Abbott RealTime CT/NG Assay with Modified Formulation that Detects the Chlamydia trachomatis Variant Containing a 377 bp Cryptic Plasmid Deletion

Wednesday, March 12, 2008
Continental Ballroom
Shiaolan Y. Ho, PhD , Abbott Molecular, Des Plaines, IL
Barbara Van Der Pol, PhD, MPH , Marion County Health Department, Indianapolis, IN
James A. Williams, BS, Microbiology , Division of Infectious Diseases, Indiana University School of Medicine, Indianapolis, IN
Amy D. Pantone, BS , Division of Infectious Diseases, Indiana University School of Medicine, Indianapolis, IN
Jie Lai-Zhang , Abbott Molecular, Des Plaines, IL
Erika M. Webb , Abbott Molecular, Des Plaines, IL
Catherine P. Barry , Abbott Molecular, Des Plaines, IL
Won S. Choi , Abbott Molecular, Des Plaines, IL
Klara Abravaya , Abbott Molecular, Des Plaines, IL
John M. Robinson , Abbott Molecular, Des Plaines, IL

Background:
A new variant of Chlamydia trachomatis (nvCT) containing a 377 bp deletion in cryptic plasmid was reported in Sweden in late 2006. nvCT accounts for about 10 to 70% of the CT positive cases in certain counties in Sweden.

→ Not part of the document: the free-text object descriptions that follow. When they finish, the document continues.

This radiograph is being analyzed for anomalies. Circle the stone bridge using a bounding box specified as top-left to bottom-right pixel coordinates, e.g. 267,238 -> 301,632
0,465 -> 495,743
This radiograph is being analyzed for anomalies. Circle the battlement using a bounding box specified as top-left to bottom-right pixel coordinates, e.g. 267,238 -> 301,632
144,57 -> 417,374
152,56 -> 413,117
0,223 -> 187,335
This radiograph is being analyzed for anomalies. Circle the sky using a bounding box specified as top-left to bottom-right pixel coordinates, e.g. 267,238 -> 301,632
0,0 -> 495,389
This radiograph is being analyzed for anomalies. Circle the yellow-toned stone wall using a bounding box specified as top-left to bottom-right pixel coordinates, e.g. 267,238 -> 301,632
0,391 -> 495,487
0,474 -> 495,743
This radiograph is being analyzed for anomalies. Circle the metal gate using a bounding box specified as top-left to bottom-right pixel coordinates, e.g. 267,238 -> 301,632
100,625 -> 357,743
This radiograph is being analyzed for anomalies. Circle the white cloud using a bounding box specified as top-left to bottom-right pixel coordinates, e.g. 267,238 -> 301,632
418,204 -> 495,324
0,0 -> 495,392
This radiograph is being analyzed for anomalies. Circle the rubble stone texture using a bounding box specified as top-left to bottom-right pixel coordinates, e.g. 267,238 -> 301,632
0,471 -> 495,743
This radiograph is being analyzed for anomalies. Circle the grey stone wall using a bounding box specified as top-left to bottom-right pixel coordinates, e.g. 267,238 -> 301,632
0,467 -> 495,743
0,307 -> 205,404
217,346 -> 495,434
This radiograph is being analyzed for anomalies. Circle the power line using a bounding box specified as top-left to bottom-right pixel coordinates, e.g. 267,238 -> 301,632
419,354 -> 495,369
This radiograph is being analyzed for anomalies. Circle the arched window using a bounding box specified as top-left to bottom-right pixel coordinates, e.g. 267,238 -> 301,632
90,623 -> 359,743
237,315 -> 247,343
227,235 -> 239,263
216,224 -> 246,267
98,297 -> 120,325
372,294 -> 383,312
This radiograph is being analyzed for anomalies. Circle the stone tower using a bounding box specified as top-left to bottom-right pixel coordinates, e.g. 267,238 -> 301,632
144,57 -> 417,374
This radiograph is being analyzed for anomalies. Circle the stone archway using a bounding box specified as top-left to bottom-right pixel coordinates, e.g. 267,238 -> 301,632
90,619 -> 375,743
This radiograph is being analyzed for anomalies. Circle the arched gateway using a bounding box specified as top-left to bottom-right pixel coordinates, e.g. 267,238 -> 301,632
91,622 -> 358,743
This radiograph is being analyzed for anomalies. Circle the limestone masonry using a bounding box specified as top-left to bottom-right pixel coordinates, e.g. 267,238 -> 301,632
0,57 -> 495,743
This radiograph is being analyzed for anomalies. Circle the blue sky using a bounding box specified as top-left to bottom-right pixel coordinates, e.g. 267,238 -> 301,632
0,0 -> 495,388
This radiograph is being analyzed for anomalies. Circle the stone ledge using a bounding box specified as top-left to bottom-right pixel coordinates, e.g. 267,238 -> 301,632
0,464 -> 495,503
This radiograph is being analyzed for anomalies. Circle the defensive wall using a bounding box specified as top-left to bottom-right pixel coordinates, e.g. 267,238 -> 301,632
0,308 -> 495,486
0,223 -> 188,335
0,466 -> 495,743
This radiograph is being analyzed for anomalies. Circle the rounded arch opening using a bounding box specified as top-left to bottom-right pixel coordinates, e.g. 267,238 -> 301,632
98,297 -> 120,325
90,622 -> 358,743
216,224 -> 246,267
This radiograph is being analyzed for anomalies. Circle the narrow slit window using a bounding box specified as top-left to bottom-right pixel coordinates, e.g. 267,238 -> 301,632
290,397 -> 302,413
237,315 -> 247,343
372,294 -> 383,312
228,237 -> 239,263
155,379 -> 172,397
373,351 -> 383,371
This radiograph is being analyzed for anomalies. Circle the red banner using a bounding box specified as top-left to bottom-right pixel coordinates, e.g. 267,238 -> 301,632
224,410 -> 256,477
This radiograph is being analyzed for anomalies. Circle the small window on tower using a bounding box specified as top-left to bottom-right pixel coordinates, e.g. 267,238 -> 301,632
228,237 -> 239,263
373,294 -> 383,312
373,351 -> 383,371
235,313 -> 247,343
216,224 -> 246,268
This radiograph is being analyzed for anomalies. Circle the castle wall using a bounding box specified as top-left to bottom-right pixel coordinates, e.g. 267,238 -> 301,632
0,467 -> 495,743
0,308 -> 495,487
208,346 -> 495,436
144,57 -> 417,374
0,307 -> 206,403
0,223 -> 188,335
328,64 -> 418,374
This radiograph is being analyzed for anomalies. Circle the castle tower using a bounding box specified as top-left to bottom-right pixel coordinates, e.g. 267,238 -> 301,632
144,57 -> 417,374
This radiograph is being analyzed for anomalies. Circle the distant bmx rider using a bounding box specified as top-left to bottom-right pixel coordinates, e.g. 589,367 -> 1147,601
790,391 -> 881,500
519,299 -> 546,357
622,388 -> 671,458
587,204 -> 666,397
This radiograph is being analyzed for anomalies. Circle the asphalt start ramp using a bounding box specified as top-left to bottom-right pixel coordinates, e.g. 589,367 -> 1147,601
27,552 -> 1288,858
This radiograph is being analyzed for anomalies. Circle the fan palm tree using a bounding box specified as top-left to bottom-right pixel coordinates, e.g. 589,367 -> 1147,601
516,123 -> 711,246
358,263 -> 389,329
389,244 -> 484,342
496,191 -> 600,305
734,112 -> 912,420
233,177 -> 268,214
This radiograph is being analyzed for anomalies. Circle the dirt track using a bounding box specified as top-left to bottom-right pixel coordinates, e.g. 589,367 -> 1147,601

The deleted region includes the CT primer binding sites for the Abbott RealTime CT/NG and CT assays.

Objective:
We have developed a modified formulation of the Abbott RealTime CT/NG and CT assays to detect nvCT. The modified formulation includes an additional set of CT primers and probe targeting a region of the cryptic plasmid outside the deletion. The performance of the modified formulation was compared to that of the original formulation and the Aptima Combo 2 (Gen-Probe) assay.

Method:
250 urine samples were collected and tested per manufacturer's instructions.

Result:
For Chlamydia trachomatis (CT), the two Abbott formulations agreed on 36/36 positives and 212/214 negatives. For Neisseria gonorrhoeae (NG), the two formulations agreed on 11/11 positives and 239/239 negatives. The performance concordance was also compared between the Abbott RealTime CT/NG assay with modified formulation and the Aptima Combo 2 assay. For CT, the two assays agreed on 37/41 positives and 208/209 negatives. There were 4 unique Gen-Probe positives and 1 unique Abbott positive. For NG, the two assays agreed on 11/11 positives and 239/239 negatives.

Conclusion:
Both the original and modified formulations of the Abbott RealTime CT/NG and CT assays provide sensitive and specific methodology for detection of CT and NG.

Implications:
A modified formulation of the Abbott RealTime CT/NG and CT assays has been developed for detection of nvCT.
(Product in development. Not available in the US.)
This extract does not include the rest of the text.